For brevity’s sake, I am going to use acronyms throughout this post. Full phrases and relevant information will be covered at the end of this post.
After almost two months in the online software engineering program, I finally feel like I’m getting into the thick of the curriculum at Flatiron. I’ve finished Intro to Ruby Development, learned about Git and GitHub, sped through Procedural Ruby, and am now working on the Object Oriented Ruby section. One section I especially enjoyed though was HTML and CSS Introduction.
HTML: The Language of the Web
HTML is the language of the web, however, it is a programming language, but rather a markup language. HTML documents are comprised of content (text written in plain English) and markup (HTML tags meant to structure the content). These documents are used by web servers and web browsers to display the non-markup version of the document—a web page—in a process called rendering.
Here’s a basic overview of the rendering process: HTML documents are stored at unique locations (IP addresses) on web servers and made available to web browsers via the Internet. A user will type a URL into a web browser’s search bar and the web browser feeds the URL into the DNS, which then translates the URL address to its corresponding IP address. The web browser then uses HTTP to communicate with the server at the returned IP address and requests the sought-after information—the HTML files used to render the web page. Once the web browser receives these files, it translates the HTML code and displays the web page on our screen.
The Semantics of HTML
As a linguistics nerd (in case you missed it, there’s a great example of my Spanish linguistics nerdiness coming out in my last post, “The Little Things Matter”), I love HTML due to its semantic capabilities, so bear with me as I geek out for a minute…

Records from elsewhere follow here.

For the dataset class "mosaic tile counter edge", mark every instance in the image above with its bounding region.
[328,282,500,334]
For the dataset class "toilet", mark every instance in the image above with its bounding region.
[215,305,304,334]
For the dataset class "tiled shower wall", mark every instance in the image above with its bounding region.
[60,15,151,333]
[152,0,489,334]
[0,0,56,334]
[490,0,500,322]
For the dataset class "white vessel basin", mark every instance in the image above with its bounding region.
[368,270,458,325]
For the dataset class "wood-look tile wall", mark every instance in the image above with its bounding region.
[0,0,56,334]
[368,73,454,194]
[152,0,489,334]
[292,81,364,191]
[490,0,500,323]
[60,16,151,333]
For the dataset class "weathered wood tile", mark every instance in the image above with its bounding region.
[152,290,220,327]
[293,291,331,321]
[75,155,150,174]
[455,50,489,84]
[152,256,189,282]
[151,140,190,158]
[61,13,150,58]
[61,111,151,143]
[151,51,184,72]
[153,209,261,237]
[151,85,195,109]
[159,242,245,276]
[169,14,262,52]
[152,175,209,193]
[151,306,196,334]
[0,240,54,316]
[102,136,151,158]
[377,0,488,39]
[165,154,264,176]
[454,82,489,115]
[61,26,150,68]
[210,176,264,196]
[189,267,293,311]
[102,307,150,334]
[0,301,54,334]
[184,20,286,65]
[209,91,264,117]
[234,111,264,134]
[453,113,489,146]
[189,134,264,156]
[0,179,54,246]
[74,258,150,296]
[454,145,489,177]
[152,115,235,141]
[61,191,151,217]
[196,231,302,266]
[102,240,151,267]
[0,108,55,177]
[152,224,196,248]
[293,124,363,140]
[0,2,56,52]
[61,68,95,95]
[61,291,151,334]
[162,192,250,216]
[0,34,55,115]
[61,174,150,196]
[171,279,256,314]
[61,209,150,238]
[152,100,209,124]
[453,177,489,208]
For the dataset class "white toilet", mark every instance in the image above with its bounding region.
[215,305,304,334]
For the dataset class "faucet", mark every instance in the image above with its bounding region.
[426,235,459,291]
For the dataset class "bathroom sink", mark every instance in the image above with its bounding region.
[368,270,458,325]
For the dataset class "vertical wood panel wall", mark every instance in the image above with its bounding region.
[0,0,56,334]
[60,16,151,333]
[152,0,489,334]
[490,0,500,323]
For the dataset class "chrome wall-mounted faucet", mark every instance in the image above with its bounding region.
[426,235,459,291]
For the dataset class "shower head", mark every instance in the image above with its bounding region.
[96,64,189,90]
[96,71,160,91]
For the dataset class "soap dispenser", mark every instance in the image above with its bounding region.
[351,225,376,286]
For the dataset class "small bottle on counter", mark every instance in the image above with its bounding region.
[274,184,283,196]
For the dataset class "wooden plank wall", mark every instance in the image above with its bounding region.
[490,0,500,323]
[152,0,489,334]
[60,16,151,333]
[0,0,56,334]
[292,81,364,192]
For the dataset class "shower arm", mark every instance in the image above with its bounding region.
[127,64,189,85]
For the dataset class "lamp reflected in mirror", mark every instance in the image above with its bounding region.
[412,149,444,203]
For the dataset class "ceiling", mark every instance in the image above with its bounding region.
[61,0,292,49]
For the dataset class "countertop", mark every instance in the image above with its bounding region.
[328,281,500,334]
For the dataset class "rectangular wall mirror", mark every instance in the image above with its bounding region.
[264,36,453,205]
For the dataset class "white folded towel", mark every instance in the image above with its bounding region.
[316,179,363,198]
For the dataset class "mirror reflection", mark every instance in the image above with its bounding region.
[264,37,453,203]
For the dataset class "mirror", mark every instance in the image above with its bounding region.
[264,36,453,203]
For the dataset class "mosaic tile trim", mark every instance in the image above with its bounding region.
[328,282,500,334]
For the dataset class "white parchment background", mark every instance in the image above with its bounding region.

The meat of the document, the body, is composed of HTML elements. An HTML element contains an opening tag, a section of content, and a closing tag*. The type of tag used in the element determines the meaning and structure (semantics!) of the enclosed content. Common HTML tags denote links, line breaks, headings, images, lists, paragraphs, and tables. Web browsers read the HTML tags and apply their meaning to the enclosed content when rendering a web page. HTML elements can also accept attributes to transfer more detailed information regarding the enclosed content. It is important to assign HTML tags accurately, not only to structure the web page correctly, but also to enable website accessibility for those who use screen readers and other tools to navigate the web.
CSS: The Beauty to HTML’s Beast
CSS styles web pages by assigning a CSS selector to an HTML element and a declaration to the selector. The most commonly used CSS selectors point toward an HTML element, class, or id, but can also call on an element’s attribute or its relationship with the surrounding elements. CSS declarations are made up of properties and their corresponding property values. Multiple CSS declarations can apply to one or more CSS selectors–called a declaration block–and multiple CSS selectors can apply to one or more HTML elements, giving CSS a totally customizable execution.
A general convention among programmers is to completely separate the tasks of writing content (HTML) and styling content (CSS). Although CSS was designed specifically to work with HTML, in most cases a site’s CSS is located in an entirely separate document than the HTML. Instead, the HTML document stores a link to its corresponding CSS document in the head section which the web browser calls on to style the web page at the time of rendering.
Why HTML and CSS Are Important for Programmers
The combination of these two languages make up a huge part of front-end web development. As a software engineer, you’ll need to be able to read and write HTML to code and debug your programs… and you’ll want to be familiar with CSS to make your programs pretty! While on Flatiron’s learning platform, the message that stood out to be the most in the HTML and CSS Introduction section was: All pathways to web programming success rely on strength in HTML. And as I see it, the first step on that pathway is your portfolio website. This cannot be created without HTML and will most likely look awful without CSS. Your website is your prospective employers’ first impression of you as a programmer—so make it a good one!
There is so much information available on HTML and CSS as they are fundamental programming tools and, simply, because they have been around for a very long time. I could write a dozen more blog posts on the topic but, for now, will leave you with a short index of the aforementioned acronyms as well as some of my favorite resources regarding HTML and CSS.
CSS → Cascading Style Sheets
DNS → Domain Name Server
HTML → Hypertext Markup Language
HTTP → Hypertext Transfer Protocol
SEO → Search Engine Optimization
URL → Uniform Resource Locator
*Not all HTML elements require a closing tag (such as
meta, and a few others), but that’s a topic for another blog post. When in doubt, use a closing tag.